La lumière de L’extase…

Je n’étais ni dans l’attente ni dans le désir.

J’étais comme cette pauvre folle

qui voulait grimper aux étoiles en s’accrochant à un rayon de lune.

J’étais dans l’avant quand rien n’est encore joué.

J’aimais ces moments où les mots sont rares,

Où le visage de l’autre échappe à la mémoire,

Où tout semble possible et  peut être rien du tout.

De ce peut être naît parfois le vertige lorsque l’on ne se méfie plus.

Et après tout, la folie et le rêve se ressemblent parfois !

le fou est-il simplement un poète et la poétesse éprise de son rêve

et qui croit aux histoires fabuleuses que se racontent les adultes,

par ce que son cœur est pure, parce qu’il croit en elle  et l’attend.

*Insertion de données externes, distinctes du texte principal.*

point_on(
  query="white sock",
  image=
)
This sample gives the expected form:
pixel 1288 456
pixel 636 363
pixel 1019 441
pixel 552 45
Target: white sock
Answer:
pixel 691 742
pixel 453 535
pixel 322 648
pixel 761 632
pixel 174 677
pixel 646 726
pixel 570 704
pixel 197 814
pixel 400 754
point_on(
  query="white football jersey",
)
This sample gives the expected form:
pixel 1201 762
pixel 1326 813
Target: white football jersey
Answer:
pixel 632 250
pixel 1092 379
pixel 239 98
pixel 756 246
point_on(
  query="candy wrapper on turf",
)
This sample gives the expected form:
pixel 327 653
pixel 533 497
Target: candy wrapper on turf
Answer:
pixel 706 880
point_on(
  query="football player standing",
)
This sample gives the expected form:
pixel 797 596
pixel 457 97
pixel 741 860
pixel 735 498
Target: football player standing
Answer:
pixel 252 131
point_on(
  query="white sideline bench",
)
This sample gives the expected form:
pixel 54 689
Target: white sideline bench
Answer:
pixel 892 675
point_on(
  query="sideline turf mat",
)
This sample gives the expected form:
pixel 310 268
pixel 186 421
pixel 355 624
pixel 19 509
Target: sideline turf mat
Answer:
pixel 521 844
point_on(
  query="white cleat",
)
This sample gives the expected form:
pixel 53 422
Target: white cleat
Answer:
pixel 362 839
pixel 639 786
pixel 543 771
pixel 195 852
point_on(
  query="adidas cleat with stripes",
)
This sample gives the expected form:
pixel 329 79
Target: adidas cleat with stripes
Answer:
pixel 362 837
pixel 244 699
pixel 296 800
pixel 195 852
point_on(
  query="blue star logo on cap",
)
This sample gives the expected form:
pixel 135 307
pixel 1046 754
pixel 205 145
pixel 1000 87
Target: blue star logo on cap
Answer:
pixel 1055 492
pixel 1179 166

Ne dit on pas que chaque nuit le corps endormi, immobile

Propulse le rêve, qui s’évade du sommeil, et le transporte au-delà de lui-même dans l’espace ?

Il y a tant de choses étranges et belles auxquelles on à peur de croire pour ne pas être déçu.

La poétesse et le poète ont toujours cru au rayon de lune,

à la corde sensible  et à la musique des sphères.

La poétesse et le poète sont heureux de vivre

par la beauté de l’inacceptable,

heureux de vivre dans la lumière de l’extase. (Photo du Web)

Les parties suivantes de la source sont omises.